L'altruisme selon Ignace

Cet épisode rejoignait les enseignements de saint Ignace de Loyola, dont Robert Maltais connaissait la philosophie. « Ignace était un militaire qui a eu la jambe fracassée par un boulet de canon. Il s’est alors retrouvé immobilisé et s’est réfugié dans la lecture. C’est en constatant que certains textes le désolaient et que d’autres le consolaient qu’il a développé son concept du discernement, qui est très simple : si quelque chose te fait du bien et te console, c’est pour toi. »

Le romancier précise toutefois que Joseph Bouchard ne représente qu’une partie de sa vision, l’autre se trouvant dans le personnage de l’oncle, Aubert Anctil, un homme qui, lui, a toujours la foi.

« Il représente une autre option : au lieu de jeter toutes ses croyances devant les insupportables bêtises de l’Église, il décide d’aller plus loin et il en arrive à quelque chose de très personnel. »

L’essentiel de l’action se déroule au Saguenay — Lac-Saint-Jean, la région d’origine de Robert Maltais.
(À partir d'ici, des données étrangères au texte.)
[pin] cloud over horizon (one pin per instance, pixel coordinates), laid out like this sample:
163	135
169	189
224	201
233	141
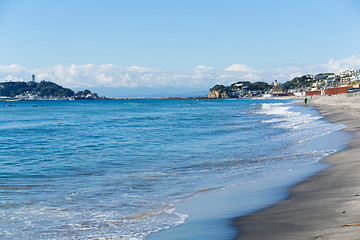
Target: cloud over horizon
112	76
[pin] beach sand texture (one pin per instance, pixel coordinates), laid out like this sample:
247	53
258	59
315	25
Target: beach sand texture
327	205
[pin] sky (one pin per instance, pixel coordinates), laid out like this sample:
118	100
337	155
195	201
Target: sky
144	46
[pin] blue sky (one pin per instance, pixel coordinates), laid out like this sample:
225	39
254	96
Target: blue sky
188	44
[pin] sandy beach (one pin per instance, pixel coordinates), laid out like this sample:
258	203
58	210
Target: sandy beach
327	205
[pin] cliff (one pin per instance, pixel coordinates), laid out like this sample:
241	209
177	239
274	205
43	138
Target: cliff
217	94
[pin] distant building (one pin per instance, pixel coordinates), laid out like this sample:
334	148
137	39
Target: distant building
275	83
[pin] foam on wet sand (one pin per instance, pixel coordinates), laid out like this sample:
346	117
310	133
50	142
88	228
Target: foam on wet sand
327	205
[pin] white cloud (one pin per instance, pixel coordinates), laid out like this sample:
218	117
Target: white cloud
109	75
238	68
337	66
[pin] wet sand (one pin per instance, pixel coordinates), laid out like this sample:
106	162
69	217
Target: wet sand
327	205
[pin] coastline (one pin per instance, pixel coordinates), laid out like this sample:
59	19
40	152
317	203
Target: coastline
326	205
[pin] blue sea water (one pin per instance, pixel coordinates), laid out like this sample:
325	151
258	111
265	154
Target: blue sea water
152	168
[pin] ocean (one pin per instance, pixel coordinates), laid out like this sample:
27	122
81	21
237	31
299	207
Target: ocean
137	169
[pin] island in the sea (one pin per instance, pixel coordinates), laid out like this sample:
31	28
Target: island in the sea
44	90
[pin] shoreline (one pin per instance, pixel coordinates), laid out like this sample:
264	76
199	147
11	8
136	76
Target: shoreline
326	205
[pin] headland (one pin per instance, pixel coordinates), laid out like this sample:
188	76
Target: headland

L’air du lac, c’est donc celui du Piékouagami (nom innu du lac Saint-Jean), plus précisément celui que Joseph Bouchard hume par la fenêtre de sa voiture à Saint-Cœur-de-Marie, village d’origine du père de Robert Maltais (lui est né à Chicoutimi).

« C’est à ce moment que Joseph s’aperçoit qu’il a levé le pied, qu’il roule moins vite et qu’il a trouvé ce qui le rend heureux. »

Inoubliable Perlin

Voix de Perlin (le père de Cannelle et Pruneau) pour plusieurs générations de poussinots et poussinettes, Robert Maltais, qui a aujourd’hui 72 ans, n’a évidemment pu faire autrement que de jeter un coup d’œil à la nouvelle version de Passe-Partout qui a débuté en février.

« En fait, j’ai enregistré le premier épisode, car j’étais trop nerveux. Mais je crois qu’ils ont réussi leur coup, et ça me fait très plaisir, parce que c’était une sacrée bonne émission et une méchante gageüre de la reprendre. »

Quant aux nouvelles marionnettes, impossible pour lui d’oublier celle à qui il a prêté sa voix pendant des années. « Je ne peux pas développer de lien émotionnel, celle d’aujourd’hui est trop loin de ce que j’ai vécu. Je trouve toutefois que la comédienne qui joue Passe-Partout [Élodie Grenier] est exceptionnellement belle. Cette enfant-là a des yeux magnifiques! » ajoute-t-il.